Leben, Studieren und Arbeiten mit Persönlicher Assistenz

Autor:in - Julia Golser
Themenbereiche: Arbeitswelt
Textsorte: Artikel
Releaseinfo: erschienen in: bidok works 06/11, S. 13-14
Copyright: © Julia Golser 2011

Vorwort der bidok-Redaktion

Dieser Artikel stammt aus "bidok works - Zeitschrift für berufliche Integration in Tirol", Ausgabe 06/11. Die digitale Zeitschrift widmet sich Erfahrungs- und Praxisberichten sowie Projektbeschreibungen rund um den Themenschwerpunkt der beruflichen Integration von Menschen mit Behinderung in Tirol. bidok works erscheint zwei Mal pro Jahr und richtet sich insbesondere an Mitarbeiter und MitarbeiterInnen in diesem Bereich.

Download von bidok works unter folgendem Link:

http://bidok.uibk.ac.at/projekte/arbeitswelt_tirol/works.html

Die Anfänge

Die Anfänge meiner Assistenznehmerinnenkarriere waren im Herbst 2000 und fielen nicht einfach zufällig auf den Beginn meines Studiums an der LFU Innsbruck.
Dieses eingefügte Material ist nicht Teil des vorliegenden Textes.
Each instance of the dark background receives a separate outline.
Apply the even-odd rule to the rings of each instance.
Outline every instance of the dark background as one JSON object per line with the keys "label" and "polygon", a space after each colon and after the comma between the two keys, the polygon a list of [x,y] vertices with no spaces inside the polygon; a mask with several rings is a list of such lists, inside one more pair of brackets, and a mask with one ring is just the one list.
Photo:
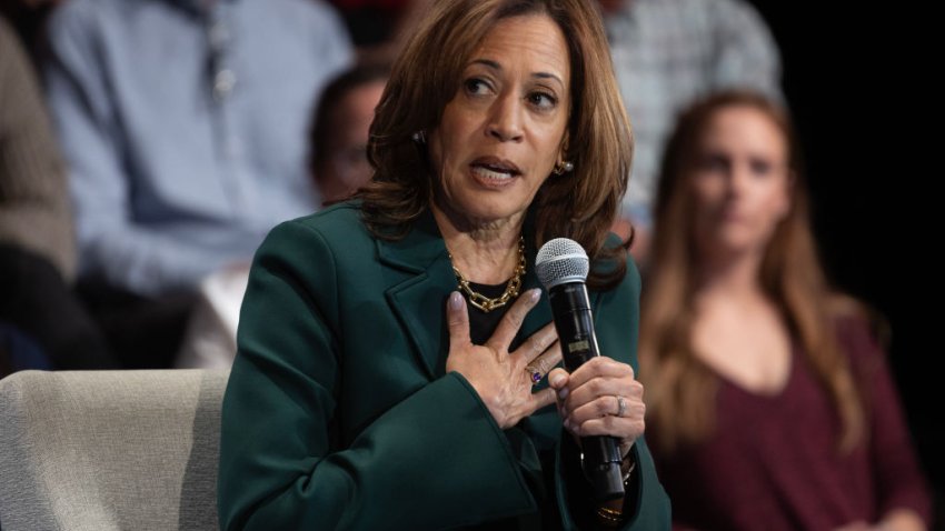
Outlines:
{"label": "dark background", "polygon": [[929,74],[942,63],[931,57],[941,49],[933,36],[945,30],[889,2],[750,2],[782,51],[822,257],[838,287],[889,321],[889,361],[936,491],[935,529],[945,529],[945,401],[936,392],[936,332],[945,330],[936,214],[945,208],[933,204],[945,149]]}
Bereits 2 Jahre zuvor kristallisierte sich mein Wunsch heraus ein Psychologiestudium zu Beginnen und auch am Studienort zu wohnen. Es stand außer Frage, dass dies ohne fremde Hilfe nicht für mich zu bewerkstelligen sein würde und stieß auf Selbstbestimmt Leben und das Angebot der Persönlichen Assistenz.

Da ich bis dato immer zu Hause gewohnt hatte und jegliche Unterstützung durch Familie und Freunde abgedeckt wurde, war es für mich schwer einschätzbar wie viele Assistenzstunden ich tatsächlich für die Dinge des täglichen Lebens brauchen würde. Die Einschätzung des Bedarfs zur Unterstützung beim Studium war noch schwieriger, da ich ja zuvor noch nie studiert hatte. Die zahlreichen Erfahrungswerte der KoordinatorInnen aus erster Hand waren daher von unschätzbarem Wert, nicht nur betreffend der Stundenerhebung, sondern auch durch die praxiserprobten Möglichkeiten Persönliche Assistenz täglich zu Organisieren.

Durch diese Form der Beratung war es mir möglich eine relativ realistische Vorstellung zu entwickeln wie Leben und Studieren unabhängig von meiner Familie an einem anderen Ort aussehen könnte.

Ein Tag

Es ist halb acht, meine Assistentin betritt die Wohnung, nach einem verschlafenen "Guten Morgen" bitte ich sie das Fenster zu öffnen und mir mein Frühstück zuzubereiten. Viele Anweisungen brauche ich nicht zu geben, da sich bereits eine gewisse Routine breit gemacht hat, Gott sei Dank! Nachdem ich mein Frühstück genossen habe und mittlerweile als wach bezeichnet werden kann, hilft mir meine Assistentin beim Aufsetzen und Überwechseln in den Rollstuhl, schiebt mich ins Bad: Klo, Dusche, Anziehen, Haare frisieren, Zähneputzen, bei all dem hilft sie mir.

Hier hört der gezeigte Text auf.